The latest data from LCP on transactional volumes shows a continued drop in activity. PCL is yet to see the full return of high-net-worth international buyers in numbers witnessed before the pandemic, says the firm, which has meant the recovery in the PCL market has been much slower than expected with prices still 7% below their 2015 peak and lagging behind other property price growth across wider London and the UK as a whole. This lack of investor appetite is leading prospective sellers to hold their property until the market improves.  

The hunt for outdoor space, which has been a key theme throughout the pandemic, remains desirable in London but LCP says it is possibly a less important factor for buyers as the need to be close to work and enjoy a more social lifestyle resumes. The average premium paid for flats with a garden during the pandemic rose to 8% over flats without outdoor space compared to the 10-year average pre-pandemic of circa 5%. The latest data shows a peak and subsequent fall in the premium paid as location re-emerges as a key determinant. 

Andrew Weir, CEO at LCP, comments: “There are encouraging signs emerging within the PCL sales market. PCL is less affected by rising interest rates than the domestic market as most leverage taken is discretionary, and at the moment the flats market appears unaffected. More relevant for this market is the need to be close to work, even if only on a part time basis and the desire to enjoy the benefits of living in a lively and diverse city as restaurants, shops, theatres and museums, which has drawn back those that had opted for a more rural experience during the pandemic. This can be seen most clearly in the renewed interest in apartments, which have thus far continued to lag behind demand for houses. PCL continues to be seen as a desirable safe haven, with property a tangible asset that is a hedge against inflation. When this is combined with a low sterling exchange rate, the apartment market in PCL continues to offer attractive investment options. 

“For prospective buyers these built-in attractions of the capital are often the same reasons that sellers can be reluctant to part company with an asset capable of inflating at speed when strong market conditions return. The market does however continue to be nuanced with investor sentiment generally suppressed due to global uncertainties, with only the very best property attracting full value as price sensitivity continues to be a theme across all segments.” 

Not just rich Russians
Despite Brexit and the loss of Russian custom, the super-rich are once more piling into PCL property, spending more than £1bn in the first six months of this year just on homes valued in excess of £10m (61 properties in total, which is the highest number in the first half of the year for more than a decade). 

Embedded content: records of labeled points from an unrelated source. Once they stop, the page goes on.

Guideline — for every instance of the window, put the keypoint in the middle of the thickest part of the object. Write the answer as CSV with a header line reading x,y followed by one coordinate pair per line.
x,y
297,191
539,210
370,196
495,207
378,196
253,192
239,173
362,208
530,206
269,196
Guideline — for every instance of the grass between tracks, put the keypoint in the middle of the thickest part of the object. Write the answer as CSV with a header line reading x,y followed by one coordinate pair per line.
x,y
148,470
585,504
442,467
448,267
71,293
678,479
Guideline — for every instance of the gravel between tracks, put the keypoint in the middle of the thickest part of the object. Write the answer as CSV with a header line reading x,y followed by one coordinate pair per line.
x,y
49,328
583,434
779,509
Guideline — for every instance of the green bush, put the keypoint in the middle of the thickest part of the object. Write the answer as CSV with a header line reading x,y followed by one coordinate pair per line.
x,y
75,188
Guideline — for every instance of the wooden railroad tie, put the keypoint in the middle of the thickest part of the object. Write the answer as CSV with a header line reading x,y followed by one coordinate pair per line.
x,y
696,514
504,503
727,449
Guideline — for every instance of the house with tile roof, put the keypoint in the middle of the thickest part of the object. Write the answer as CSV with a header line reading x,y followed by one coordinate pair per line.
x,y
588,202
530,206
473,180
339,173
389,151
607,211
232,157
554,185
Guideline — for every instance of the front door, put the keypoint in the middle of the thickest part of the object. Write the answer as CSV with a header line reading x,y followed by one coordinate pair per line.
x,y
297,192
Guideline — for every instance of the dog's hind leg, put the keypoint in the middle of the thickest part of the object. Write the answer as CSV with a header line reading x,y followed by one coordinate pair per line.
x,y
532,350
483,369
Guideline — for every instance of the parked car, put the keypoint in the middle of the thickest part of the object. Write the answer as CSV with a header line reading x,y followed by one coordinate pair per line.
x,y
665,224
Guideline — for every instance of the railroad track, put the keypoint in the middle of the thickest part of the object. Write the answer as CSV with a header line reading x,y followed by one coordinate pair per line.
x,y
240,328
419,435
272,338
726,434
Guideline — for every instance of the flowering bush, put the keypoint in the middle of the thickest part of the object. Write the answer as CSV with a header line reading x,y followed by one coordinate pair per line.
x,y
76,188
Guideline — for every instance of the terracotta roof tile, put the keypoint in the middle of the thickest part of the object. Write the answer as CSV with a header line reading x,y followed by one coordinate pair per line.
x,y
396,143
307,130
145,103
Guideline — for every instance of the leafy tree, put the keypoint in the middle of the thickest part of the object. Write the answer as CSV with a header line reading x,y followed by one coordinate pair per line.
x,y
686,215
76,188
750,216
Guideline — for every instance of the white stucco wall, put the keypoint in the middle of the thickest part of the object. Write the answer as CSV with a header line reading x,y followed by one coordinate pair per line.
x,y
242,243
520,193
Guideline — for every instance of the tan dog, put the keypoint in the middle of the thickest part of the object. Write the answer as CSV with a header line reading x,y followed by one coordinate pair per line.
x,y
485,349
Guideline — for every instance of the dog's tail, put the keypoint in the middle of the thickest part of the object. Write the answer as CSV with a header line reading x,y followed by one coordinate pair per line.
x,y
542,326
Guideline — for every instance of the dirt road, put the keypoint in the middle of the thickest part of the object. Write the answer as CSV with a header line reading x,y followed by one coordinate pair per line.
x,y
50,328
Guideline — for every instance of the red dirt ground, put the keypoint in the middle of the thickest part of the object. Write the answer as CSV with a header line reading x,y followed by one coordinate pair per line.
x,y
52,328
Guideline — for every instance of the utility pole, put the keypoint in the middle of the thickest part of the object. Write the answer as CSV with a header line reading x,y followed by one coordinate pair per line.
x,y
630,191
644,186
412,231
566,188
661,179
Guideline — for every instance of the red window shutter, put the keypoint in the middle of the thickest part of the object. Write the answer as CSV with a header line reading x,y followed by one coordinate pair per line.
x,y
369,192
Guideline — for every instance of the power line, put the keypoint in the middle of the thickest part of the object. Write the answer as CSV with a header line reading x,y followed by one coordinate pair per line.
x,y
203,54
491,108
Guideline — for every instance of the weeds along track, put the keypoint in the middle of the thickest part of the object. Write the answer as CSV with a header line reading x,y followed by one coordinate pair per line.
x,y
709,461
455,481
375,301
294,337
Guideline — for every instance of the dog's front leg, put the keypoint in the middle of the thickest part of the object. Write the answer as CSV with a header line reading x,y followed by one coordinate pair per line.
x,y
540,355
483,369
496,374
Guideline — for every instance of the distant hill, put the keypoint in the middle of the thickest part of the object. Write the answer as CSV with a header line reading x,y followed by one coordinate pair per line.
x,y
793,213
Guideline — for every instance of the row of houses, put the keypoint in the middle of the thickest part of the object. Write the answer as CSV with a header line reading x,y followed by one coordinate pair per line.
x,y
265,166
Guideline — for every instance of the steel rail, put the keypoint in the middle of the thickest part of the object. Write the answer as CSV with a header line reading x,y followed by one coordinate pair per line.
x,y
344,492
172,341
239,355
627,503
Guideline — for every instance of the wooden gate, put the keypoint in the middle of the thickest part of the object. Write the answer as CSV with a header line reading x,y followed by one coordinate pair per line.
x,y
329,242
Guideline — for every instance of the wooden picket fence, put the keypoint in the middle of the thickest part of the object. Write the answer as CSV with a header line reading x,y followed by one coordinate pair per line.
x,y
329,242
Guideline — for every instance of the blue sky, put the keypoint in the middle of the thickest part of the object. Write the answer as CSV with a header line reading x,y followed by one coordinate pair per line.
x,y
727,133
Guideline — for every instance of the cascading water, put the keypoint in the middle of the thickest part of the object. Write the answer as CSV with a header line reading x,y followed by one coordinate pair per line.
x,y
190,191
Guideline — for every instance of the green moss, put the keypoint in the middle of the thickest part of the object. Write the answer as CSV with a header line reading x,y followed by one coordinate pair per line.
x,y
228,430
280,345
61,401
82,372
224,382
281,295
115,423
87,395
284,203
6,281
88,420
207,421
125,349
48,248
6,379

According to Land Registry filings analysed by property service LonRes, several homes have sold for more than £40m this year. Anthony Payne, managing director at LonRes, said there was “a hell of a lot of money around chasing very few properties, and of course that is pumping up prices.” 

He said that the drop in the value of the pound, which has fallen by 11% since the start of the year to $1.20, had attracted overseas buyers looking for a deal. Payne reportedly added: “The rich have a lot of money at the moment. Governments have thrown in huge liquidity, and whilst a lot of people are in pain financially, a lot of rich people have a lot of money to spend. They want to put it into property, and lock in while interest rates are low.” 

However, another reason for the latest rush to buy in London could be new rules, coming into force on 1 August, which will force overseas buyers to declare their ownership with Companies House.